Levava lenços, um frasco de lavanda Ach.de Brito e comprara uma caixa de charutos da marca da Fábrica Micaelense para fumar a seguir ao jantar no terraço, ao fresco, sentado numa cadeira cómoda de palhinha.
Praia de Mira:
- vira umas tangas/sungas de Tarzan em saldo na loja de roupa dos chineses e comprou umas quatro de várias cores aleopardadas e achou que seria um sucesso. Levava umas camisas de manga curta, de marca Tony Carreiro, e nos pés umas xanatas brasileiras.
Para se entreter em leituras, pensou em várias alternativas que adquiriu na livraria local, aconselhado pelo sr. Medeiros que mandava vir livros ao desbarato sem fazer escolha e tinha-os para ali, sem esperança nenhuma de ter compradores. Fazia descontos ao Peninha para se ver livre deles.
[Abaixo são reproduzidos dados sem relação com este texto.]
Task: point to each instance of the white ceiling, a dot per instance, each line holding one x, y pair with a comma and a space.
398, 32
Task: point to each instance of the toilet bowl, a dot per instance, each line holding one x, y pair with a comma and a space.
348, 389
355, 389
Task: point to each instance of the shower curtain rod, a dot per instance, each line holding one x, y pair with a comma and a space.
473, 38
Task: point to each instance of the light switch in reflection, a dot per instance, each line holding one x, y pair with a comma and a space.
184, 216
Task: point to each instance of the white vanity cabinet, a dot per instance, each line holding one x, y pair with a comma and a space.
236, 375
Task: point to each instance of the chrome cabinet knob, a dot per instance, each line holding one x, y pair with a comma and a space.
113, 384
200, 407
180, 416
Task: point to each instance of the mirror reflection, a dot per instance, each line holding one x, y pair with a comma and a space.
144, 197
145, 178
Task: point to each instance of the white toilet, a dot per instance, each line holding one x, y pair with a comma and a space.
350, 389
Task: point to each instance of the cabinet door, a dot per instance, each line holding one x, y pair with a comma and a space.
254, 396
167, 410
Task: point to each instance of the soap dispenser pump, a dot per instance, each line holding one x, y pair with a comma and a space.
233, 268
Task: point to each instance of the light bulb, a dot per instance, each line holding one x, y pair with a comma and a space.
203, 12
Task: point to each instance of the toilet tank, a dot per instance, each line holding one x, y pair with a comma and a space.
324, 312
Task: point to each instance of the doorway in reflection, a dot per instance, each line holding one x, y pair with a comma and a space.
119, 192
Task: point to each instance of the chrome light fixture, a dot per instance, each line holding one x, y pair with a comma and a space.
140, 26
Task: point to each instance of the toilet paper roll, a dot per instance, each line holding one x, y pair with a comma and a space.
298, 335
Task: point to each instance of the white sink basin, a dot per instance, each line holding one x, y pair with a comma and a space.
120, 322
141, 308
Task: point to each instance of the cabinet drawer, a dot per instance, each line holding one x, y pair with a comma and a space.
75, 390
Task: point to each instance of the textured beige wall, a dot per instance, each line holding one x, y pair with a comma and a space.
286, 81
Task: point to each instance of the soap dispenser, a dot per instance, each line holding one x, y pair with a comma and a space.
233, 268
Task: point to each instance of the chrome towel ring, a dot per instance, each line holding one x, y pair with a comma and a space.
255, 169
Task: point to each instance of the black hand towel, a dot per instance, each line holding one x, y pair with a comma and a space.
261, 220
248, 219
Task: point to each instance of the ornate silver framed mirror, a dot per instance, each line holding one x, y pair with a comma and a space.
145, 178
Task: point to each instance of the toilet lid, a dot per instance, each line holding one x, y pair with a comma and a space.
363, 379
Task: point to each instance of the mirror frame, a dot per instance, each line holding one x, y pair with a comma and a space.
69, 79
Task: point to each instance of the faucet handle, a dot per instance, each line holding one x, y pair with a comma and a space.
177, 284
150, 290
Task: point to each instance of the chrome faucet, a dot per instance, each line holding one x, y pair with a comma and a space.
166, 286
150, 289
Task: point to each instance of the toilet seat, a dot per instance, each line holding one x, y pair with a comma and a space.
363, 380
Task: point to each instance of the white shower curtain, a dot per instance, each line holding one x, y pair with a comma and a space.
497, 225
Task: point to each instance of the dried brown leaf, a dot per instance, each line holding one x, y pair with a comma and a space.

Ora então, para a Adélínha não maçar e estar calada absorvida na leitura:
- série completa de 2016 da revista Maria;
- As Pupilas do Senhor Reitor;
e para um género religioso, a Vida e Obra de São Vicente de Paula, um calhamaço volumoso que daria ainda para as férias dos dois anos a seguir.
Para o Peninha:
- de carácter sexual: encontrou num alfarrabista uns 6 números da Gaiola Dourada do Vilhena. Histórias sórdidas, picantes, muito bem desenhadas…rijo a valer. Pensara fazer esta leitura ao fim do dia.
- alguém lhe tinha sugerido como leitura de informação económica, os Pensamentos de Adam Smith. Parece que era nele que o Governo se inspirava, nomeadamente o Ministro das Finanças. Sempre daria sainete nas termas a seguir ao almoço, adormecer com este livro nos joelhos e os passantes lerem de soslaio o nome do autor. Chic a valer…
- Finalmente assim para mais divertido na praia debaixo do toldo do Inatel, o Tio Patinhas em vários números.
Tudo arrumado, pronto para a partida de autocarro com os companheiros de férias, pensou consoladinho para si mesmo:
- Isto de férias divertidas, só no INATEL. E talvez em Mira, na praia ainda encontre algum político. Deixa-me mas é levar mais um livro de política, assim um que dê nas vistas. Hesitou entre o Mein Kampf e o Das Kapital e acabou por levar as memórias de Christine Garnier “ As minhas férias com Salazar”! Sempre seria mais equilibrado no Norte!